QcrA plays a crucial role in electrogenic respiration through its participation in the QcrABC complex. Research has revealed the following mechanisms:

• Proton-motive electron transfer: The QcrABC complex (containing QcrA) functions as a proton-motive menaquinol-cytochrome c reductase that couples electron transfer to proton translocation across the cytoplasmic membrane. This process:

  • Oxidizes menaquinol (E°'≈ -75 mV)

  • Transfers electrons through the iron-sulfur cluster in QcrA to cytochrome c

  • Contributes to the proton-motive force with a H⁺/2e⁻ ratio of 2

• Role in alternative respiratory pathways: Contrary to previous assumptions, studies in C. jejuni have demonstrated that QcrABC is essential for electron transport to periplasmic Nap and Tor reductases, which mediate nitrate and TMAO respiration:

  • A qcrABC deletion mutant was completely deficient in oxygen-limited growth on both nitrate and TMAO

  • The mutant was unable to reduce these oxidants with physiological electron donors

  • Growth on fumarate remained normal under oxygen-limited conditions

This finding is significant because it demonstrates that periplasmic Nap and Tor reductases receive electrons via QcrABC rather than through direct quinol dehydrogenases, explaining the general absence of NapC and TorC quinol dehydrogenases in Epsilonproteobacteria .
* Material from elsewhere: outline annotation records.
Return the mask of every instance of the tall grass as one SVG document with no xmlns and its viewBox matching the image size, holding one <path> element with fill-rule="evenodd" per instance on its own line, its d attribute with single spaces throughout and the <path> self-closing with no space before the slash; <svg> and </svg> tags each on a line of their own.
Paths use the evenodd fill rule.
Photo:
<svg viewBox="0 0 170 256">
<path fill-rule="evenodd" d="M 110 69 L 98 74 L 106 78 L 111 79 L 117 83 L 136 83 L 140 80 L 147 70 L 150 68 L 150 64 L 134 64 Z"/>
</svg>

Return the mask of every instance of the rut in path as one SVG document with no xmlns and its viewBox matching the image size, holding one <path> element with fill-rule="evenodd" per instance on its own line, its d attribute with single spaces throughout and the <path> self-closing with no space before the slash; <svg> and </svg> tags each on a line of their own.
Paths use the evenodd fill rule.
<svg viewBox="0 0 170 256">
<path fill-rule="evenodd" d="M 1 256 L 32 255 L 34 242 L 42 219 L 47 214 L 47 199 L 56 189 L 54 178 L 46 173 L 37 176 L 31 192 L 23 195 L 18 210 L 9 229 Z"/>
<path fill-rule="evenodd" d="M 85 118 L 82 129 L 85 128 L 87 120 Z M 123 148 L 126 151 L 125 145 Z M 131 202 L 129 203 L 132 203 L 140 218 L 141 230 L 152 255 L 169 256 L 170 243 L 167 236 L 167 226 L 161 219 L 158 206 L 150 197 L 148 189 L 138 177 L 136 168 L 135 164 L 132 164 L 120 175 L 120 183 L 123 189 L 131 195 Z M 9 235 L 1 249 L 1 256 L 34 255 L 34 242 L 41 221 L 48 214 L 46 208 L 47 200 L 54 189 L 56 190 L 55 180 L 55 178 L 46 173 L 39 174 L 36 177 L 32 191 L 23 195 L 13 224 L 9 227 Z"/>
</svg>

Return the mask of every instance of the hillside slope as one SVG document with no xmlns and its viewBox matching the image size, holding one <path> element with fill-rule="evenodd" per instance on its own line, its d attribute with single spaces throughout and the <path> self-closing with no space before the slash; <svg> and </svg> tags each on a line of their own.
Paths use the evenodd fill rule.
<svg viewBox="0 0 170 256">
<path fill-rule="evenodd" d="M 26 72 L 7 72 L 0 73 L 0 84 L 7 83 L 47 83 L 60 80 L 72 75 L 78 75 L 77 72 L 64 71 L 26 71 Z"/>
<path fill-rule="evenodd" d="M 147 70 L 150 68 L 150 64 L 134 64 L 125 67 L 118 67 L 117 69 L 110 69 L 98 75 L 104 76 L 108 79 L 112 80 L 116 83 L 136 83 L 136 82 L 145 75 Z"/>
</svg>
What role does QcrA play in bacterial stress responses and antimicrobial resistance?

Recent research has identified several critical roles for QcrA in bacterial stress responses:

• Reactive oxygen species (ROS) generation: Under conditions of membrane depolarization, QcrA has been implicated as a source of lethal levels of superoxide radicals:

  • Evidence suggests that QcrA delocalizes after membrane depolarization

  • Detachment of QcrA from complex III potentially leads to superoxide radical formation

  • This mechanism may explain why membrane-targeting compounds are successful in eradicating antibiotic-tolerant persister cells

• Metal stress responses: QcrA and its iron-sulfur cluster are key targets of copper toxicity:

  • Copper ions, particularly Cu(I), destabilize the iron-sulfur cluster

  • This destabilization leads to a cascade of events affecting iron homeostasis

  • The resulting deregulation affects multiple pathways associated with iron and sulfur homeostasis

• Regulatory network: A proposed model of interdependent copper, iron, and sulfur homeostasis suggests that:

  • Cluster-destabilized scaffold proteins like QcrA enhance intracellular sequestration of iron and sulfide pools during copper stress

  • This results in increased ratios of apo-Fur repressor, releasing expression of iron acquisition genes

  • There is also upregulation of sulfur assimilation and cysteine biosynthesis pathways

These findings provide insight into the complex interplay between metal homeostasis, respiratory function, and antimicrobial resistance mechanisms in bacteria.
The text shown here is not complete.